In May, Japan's wholesale inflation rate rose at the fastest annual growth rate in nine months, data showed, as the yen's depreciation increased the cost of importing raw materials, putting upward pressure on prices.
This data complicates the Bank of Japan's decision on when to raise interest rates. Analysts say price increases driven by cost pressures could curb consumption and reduce the chances of achieving demand-driven inflation, which the central bank hopes to see before gradually scaling back stimulus measures.
"With wholesale prices accelerating again and energy prices expected to rise sharply in the summer, consumer inflation may not slow down significantly," said Takeshi Minami, chief economist at Norinchukin Research Institute. "The government’s subsidies for utility bills will end in June."
"But the Bank of Japan needs to wait for wages to rise and help consumption recover" before raising rates again, he added.
The Bank of Japan data showed that the Corporate Goods Price Index (CGPI)—a gauge of prices for goods and services traded between firms—rose 2.4% year-on-year in May, exceeding market expectations of 2.0%.
This increase, the fourth consecutive month of acceleration since April's 1.1%, was mainly due to rising prices for utilities, petroleum and chemical products, and non-ferrous metals, the data showed.

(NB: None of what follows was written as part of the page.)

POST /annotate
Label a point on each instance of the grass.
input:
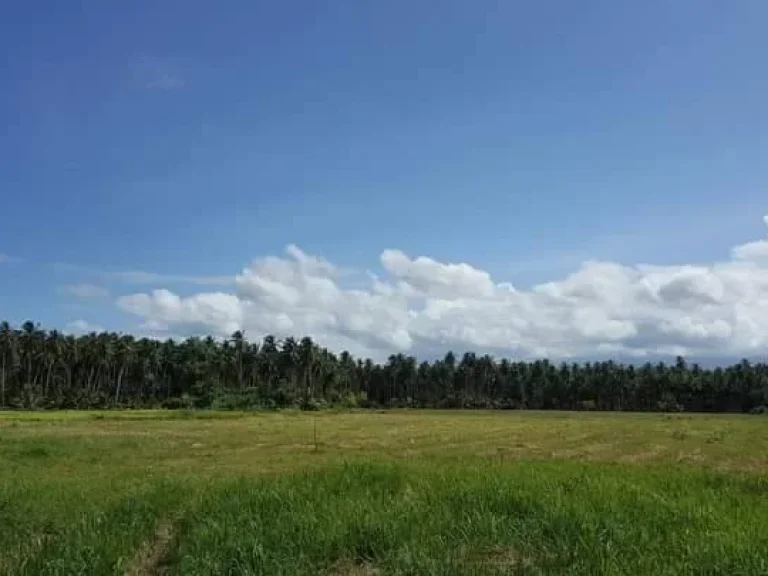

The index reflecting prices of imported goods in yen terms rose 6.9% year-on-year in May, accelerating from April's 6.6%, indicating that the recent depreciation of the yen has driven up costs for importing raw materials.
This data is likely to be scrutinized by the Bank of Japan at its two-day policy meeting ending on Friday. The central bank is expected to keep its short-term interest rate target between 0% and 0.1% unchanged.